You may know by now that the Sars-Cov-2 virus and its associated disease Covid-19 are respiratory in nature. The virus is transmitted from person to person through close contact via droplets in the air.
Notwithstanding widespread vaccination, its spread can therefore only be slowed by drastically reducing close contact between people. There is no other meaningful way of controlling or eliminating it.
Well, there is one other way, it turns out. You can just hold a press conference, give the virus a very stern talking to, and hope for the best. If infection rates, deaths and hospitalisations are on the rise, if all the evidence indicates that the measures you’ve taken aren’t working, you can always wheel out the Downing Street lecterns, look down the barrel of the camera and show the virus who’s boss.
That’ll work. Won’t it? This sort of thing has worked before. In the wake of appalling terrorist attacks, political leaders tend to like nothing more than to reach for as much steadfast resolve as they can personally summon up, and to tell the watching terrorists that we will not be terrorised, that they cannot win, that our values will long outlast theirs, etc etc etc.
And this is where Boris Johnson now is with the coronavirus. There can be no other explanation for the sudden return of the 5pm press briefing, the return of his two chief scientific advisors, for an address to the nation, weighed down with all the gravity of great importance, but in which nothing of any significance at all was said.
Britain, he said, doesn’t want to “throw in the sponge” it wants to “fight and defeat the virus.” These words, we must assume, were there for the virus’s benefit. There it was, just latching its little glycoprotein spikes on to the fleshy walls of some poor person’s oesophagus when, partly obscured by its victim’s dangling tonsils, it catches the sight of Sky News left on in the corner of a room. It sees the prime minster talking as tough as a man who feels far more at home deliberately getting himself stuck on a zipwire for attention can. And, in a state of sudden panic, the virus decides to just give up die instead.
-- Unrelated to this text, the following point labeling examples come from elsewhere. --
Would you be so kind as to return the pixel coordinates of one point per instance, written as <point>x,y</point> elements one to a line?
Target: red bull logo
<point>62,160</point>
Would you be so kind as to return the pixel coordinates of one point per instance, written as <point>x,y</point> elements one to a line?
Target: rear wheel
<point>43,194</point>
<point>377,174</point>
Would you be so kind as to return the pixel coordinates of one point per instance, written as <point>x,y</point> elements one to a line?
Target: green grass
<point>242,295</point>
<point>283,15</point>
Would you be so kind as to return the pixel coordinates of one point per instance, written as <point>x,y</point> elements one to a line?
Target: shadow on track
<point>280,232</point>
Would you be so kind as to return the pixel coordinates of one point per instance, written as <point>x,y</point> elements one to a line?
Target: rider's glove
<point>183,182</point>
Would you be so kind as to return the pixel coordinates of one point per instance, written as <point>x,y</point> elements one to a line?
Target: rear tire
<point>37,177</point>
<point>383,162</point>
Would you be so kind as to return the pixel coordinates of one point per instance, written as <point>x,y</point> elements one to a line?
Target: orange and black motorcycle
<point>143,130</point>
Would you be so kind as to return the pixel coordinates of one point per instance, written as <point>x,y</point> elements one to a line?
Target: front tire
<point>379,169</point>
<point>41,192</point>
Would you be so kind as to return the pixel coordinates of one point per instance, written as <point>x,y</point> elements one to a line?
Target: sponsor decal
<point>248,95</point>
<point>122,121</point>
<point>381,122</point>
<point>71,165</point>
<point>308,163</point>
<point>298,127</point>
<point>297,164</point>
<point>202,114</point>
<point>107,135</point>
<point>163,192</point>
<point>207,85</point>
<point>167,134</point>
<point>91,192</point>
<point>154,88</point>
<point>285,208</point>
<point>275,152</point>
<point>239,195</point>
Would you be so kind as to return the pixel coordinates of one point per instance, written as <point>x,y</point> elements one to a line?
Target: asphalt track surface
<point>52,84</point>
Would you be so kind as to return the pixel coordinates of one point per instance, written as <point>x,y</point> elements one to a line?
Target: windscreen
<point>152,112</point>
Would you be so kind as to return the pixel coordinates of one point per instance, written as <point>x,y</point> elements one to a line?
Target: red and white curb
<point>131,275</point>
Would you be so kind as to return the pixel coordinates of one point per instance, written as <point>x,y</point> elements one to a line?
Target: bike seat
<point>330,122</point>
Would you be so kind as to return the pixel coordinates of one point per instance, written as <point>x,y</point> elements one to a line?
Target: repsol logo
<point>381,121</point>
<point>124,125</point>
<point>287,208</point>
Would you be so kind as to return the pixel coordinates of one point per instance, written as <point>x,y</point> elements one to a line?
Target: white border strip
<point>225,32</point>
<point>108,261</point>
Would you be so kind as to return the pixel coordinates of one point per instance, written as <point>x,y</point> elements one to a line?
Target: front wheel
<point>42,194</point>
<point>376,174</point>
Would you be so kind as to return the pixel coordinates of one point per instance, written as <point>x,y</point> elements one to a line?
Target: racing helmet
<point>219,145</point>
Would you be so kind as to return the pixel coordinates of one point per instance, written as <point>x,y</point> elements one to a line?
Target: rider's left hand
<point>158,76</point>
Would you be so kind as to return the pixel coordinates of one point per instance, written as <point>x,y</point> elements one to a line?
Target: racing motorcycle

That’s the strategy, anyway. There certainly isn’t another one. Just read out the numbers, roll out the graphs, make it clear that everything’s getting much worse very quickly so just carry on what you’re doing.
Or not doing, as it happens. According to a fairly large and serious survey recently undertaken by the Financial Times, only 18 per cent of the population are currently adhering to the current Covid-19 restrictions.
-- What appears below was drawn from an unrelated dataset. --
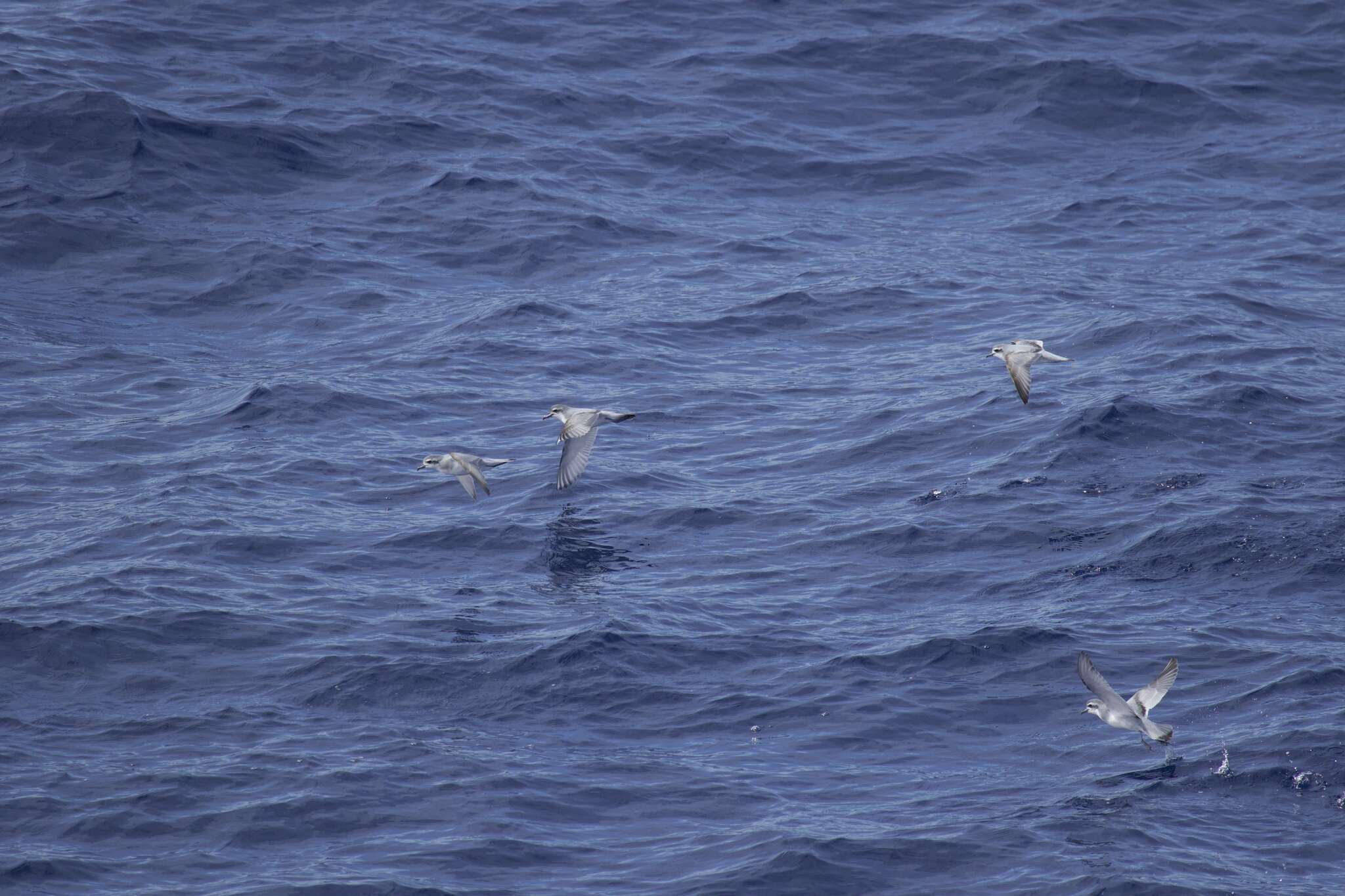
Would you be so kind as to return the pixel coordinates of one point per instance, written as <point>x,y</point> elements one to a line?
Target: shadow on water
<point>577,551</point>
The number who actually understand them was not made clear. But given, when asked, Johnson got them completely wrong on live television on Tuesday afternoon, 18 per cent seems optimistic.
Still, nothing wrong with that. It’s still not too late for optimism to sort all this out. We can still send the virus packing can’t we? By Christmas? In the ongoing coronavirus crisis, optimism is currently taking the role of the German car makers. It’s definitely going to step in and save us at some point. Just not quite yet.
That the chief scientific advisor, Sir Patrick Vallance said two things of note, one that we “don’t have the virus under control at the moment”, and the other the pointed answer to a question that scientists just give advice, ministers must take decisions, strongly intimate that, you know, maybe there had meant to be a point to all of this, but now there wasn’t. And that maybe the scientists weren’t all that happy about it.
Still, I’m sure we’ll find out soon enough. There’ll certainly be another press conference. It appears to be all we’ve got left.